The vulnerability allows attackers to:
- Read sensitive xDS client credentials from the Envoy filesystem
- Cause denial of service affecting other tenants sharing the same Envoy instance
- Potentially manipulate traffic processing within the Envoy proxy
Since the exploitation requires RBAC permissions and the injected code executes only when processing traffic on the attacker's route, the attack surface is limited to environments where untrusted users have HTTPProxy modification privileges.

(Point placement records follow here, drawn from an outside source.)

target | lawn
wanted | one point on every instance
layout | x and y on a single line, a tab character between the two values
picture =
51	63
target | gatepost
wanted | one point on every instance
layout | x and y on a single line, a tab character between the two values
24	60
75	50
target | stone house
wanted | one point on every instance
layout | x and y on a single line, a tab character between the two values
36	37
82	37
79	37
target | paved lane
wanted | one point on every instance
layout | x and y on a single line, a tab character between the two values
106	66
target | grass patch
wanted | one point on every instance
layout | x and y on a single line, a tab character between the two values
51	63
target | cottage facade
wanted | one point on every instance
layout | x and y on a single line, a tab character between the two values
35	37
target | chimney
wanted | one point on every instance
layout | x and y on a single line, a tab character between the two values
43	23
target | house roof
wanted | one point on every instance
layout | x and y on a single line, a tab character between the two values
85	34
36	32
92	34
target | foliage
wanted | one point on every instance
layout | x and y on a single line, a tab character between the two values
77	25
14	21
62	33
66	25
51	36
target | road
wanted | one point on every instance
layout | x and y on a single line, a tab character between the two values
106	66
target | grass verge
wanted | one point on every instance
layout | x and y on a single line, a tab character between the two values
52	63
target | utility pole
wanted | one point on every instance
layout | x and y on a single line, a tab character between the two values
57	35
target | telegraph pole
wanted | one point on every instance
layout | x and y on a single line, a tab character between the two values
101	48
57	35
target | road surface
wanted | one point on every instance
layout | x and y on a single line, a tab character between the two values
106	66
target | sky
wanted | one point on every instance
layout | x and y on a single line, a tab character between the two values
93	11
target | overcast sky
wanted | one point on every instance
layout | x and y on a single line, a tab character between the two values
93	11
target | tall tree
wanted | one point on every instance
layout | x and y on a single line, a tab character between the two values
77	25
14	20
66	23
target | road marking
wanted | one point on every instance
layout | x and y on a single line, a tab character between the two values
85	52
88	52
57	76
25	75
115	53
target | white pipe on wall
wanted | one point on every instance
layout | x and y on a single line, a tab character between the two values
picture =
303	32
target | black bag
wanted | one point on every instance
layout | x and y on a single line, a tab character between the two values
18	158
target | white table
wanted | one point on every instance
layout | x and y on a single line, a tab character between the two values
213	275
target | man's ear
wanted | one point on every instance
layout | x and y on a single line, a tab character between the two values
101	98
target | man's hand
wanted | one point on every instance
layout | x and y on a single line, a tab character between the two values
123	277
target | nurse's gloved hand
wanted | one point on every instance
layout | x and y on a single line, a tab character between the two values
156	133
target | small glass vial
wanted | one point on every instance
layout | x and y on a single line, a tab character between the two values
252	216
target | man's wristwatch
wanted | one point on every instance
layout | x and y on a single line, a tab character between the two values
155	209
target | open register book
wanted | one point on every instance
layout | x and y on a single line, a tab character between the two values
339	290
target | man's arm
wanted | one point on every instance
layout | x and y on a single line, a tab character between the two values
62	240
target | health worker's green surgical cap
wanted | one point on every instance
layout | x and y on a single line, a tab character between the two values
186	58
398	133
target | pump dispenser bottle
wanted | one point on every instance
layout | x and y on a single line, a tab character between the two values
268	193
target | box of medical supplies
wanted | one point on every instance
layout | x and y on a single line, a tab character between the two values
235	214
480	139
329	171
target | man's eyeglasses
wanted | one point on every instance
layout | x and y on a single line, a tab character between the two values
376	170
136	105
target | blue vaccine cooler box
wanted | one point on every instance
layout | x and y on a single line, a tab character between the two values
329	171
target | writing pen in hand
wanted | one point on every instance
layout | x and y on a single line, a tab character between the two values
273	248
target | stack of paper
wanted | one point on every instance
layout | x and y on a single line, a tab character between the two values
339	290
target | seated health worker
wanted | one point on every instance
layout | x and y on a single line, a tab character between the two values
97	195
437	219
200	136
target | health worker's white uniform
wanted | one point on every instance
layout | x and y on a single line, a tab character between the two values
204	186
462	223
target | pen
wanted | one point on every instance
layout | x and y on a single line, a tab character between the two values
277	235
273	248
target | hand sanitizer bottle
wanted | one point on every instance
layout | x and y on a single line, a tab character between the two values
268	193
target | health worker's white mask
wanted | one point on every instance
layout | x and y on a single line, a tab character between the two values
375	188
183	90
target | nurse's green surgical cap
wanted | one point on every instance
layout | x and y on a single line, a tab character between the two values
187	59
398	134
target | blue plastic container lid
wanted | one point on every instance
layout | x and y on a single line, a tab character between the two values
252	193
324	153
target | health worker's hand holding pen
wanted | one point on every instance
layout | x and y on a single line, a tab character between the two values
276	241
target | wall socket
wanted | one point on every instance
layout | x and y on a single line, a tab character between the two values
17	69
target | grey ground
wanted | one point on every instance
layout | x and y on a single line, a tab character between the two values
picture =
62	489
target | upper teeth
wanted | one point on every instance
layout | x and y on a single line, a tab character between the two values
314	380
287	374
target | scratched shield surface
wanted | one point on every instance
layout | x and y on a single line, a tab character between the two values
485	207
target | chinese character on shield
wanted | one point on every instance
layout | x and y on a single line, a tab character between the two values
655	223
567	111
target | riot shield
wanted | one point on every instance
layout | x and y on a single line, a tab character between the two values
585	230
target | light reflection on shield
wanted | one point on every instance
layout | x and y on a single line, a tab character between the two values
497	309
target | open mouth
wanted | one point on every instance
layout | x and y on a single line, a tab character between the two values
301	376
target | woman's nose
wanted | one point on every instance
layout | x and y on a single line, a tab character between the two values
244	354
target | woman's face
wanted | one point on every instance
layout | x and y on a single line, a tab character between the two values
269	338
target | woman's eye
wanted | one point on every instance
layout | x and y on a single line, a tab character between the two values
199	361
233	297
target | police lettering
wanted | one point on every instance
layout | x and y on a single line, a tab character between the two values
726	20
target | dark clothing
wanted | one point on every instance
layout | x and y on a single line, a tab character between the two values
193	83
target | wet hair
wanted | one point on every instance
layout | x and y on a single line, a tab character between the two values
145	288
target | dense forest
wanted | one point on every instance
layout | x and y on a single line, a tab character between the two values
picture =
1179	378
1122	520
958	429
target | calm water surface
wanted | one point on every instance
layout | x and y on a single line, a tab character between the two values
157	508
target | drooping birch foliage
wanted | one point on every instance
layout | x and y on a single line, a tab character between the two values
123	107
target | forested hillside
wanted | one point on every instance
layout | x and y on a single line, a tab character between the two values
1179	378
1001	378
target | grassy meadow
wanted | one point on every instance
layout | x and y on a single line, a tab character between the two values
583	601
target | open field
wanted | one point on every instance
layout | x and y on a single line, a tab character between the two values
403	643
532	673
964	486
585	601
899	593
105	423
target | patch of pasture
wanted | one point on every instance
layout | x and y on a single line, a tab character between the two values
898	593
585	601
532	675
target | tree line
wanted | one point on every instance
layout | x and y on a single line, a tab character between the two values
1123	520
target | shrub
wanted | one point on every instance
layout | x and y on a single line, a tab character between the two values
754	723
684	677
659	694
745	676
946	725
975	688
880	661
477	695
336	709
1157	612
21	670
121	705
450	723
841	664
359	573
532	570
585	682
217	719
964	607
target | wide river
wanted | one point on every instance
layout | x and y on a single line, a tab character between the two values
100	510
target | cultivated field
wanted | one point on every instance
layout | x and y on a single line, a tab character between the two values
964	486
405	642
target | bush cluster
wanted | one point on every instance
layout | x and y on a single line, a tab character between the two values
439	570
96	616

Detection Methods for CVE-2026-41246
Indicators of Compromise
- Unusual or malformed pathRewrite.value entries in HTTPProxy resources containing Lua syntax characters such as ]], [[, --, or function calls
- Unexpected file access attempts from Envoy processes, particularly targeting xDS credential files
- Anomalous CPU or memory consumption in Envoy proxy pods indicating potential denial of service attempts
- HTTPProxy resources with suspiciously long or encoded values in cookie rewrite policy fields
Detection Strategies
- Implement Kubernetes admission controllers to validate HTTPProxy resources and reject those with suspicious characters in cookie rewrite policy values
- Monitor Envoy proxy logs for Lua execution errors or unexpected script behaviors
- Deploy runtime security monitoring to detect unauthorized filesystem access from Envoy containers
- Review audit logs for HTTPProxy create/update operations from non-administrative users
Monitoring Recommendations
- Enable Kubernetes audit logging for all HTTPProxy resource modifications
- Configure alerts for Envoy proxy crashes or restarts that may indicate exploitation attempts
- Monitor network traffic patterns for anomalies on routes controlled by non-administrative users
- Implement resource quotas and limits on Envoy pods to contain denial of service impact
How to Mitigate CVE-2026-41246
Immediate Actions Required
- Upgrade Contour to patched versions: v1.33.4, v1.32.5, or v1.31.6
- Review existing HTTPProxy resources for suspicious cookie rewrite policy configurations
- Audit RBAC policies to ensure only trusted users have permissions to modify HTTPProxy resources
- Consider temporarily disabling the Cookie Rewriting feature if not required
Patch Information
Project Contour has released patched versions that address this vulnerability. The fixes are available in the following releases:
For complete vulnerability details and remediation guidance, refer to the GitHub Security Advisory GHSA-x4mj-7f9g-29h4.
Workarounds
- Restrict RBAC permissions for HTTPProxy resources to trusted administrators only using Kubernetes Role and ClusterRole configurations
- Implement Open Policy Agent (OPA) Gatekeeper or Kyverno policies to validate and reject HTTPProxy resources with potentially malicious cookie rewrite values
- Deploy network policies to limit Envoy's filesystem access and egress capabilities
- Consider isolating Envoy instances per tenant to limit the blast radius of potential exploitation
# Example: Restrict HTTPProxy modification to admin namespace only
kubectl create clusterrole httpproxy-admin --verb=create,update,patch,delete --resource=httpproxies.projectcontour.io
kubectl create clusterrolebinding httpproxy-admin-binding --clusterrole=httpproxy-admin --group=system:masters
Disclaimer: This content was generated using AI. While we strive for accuracy, please verify critical information with official sources.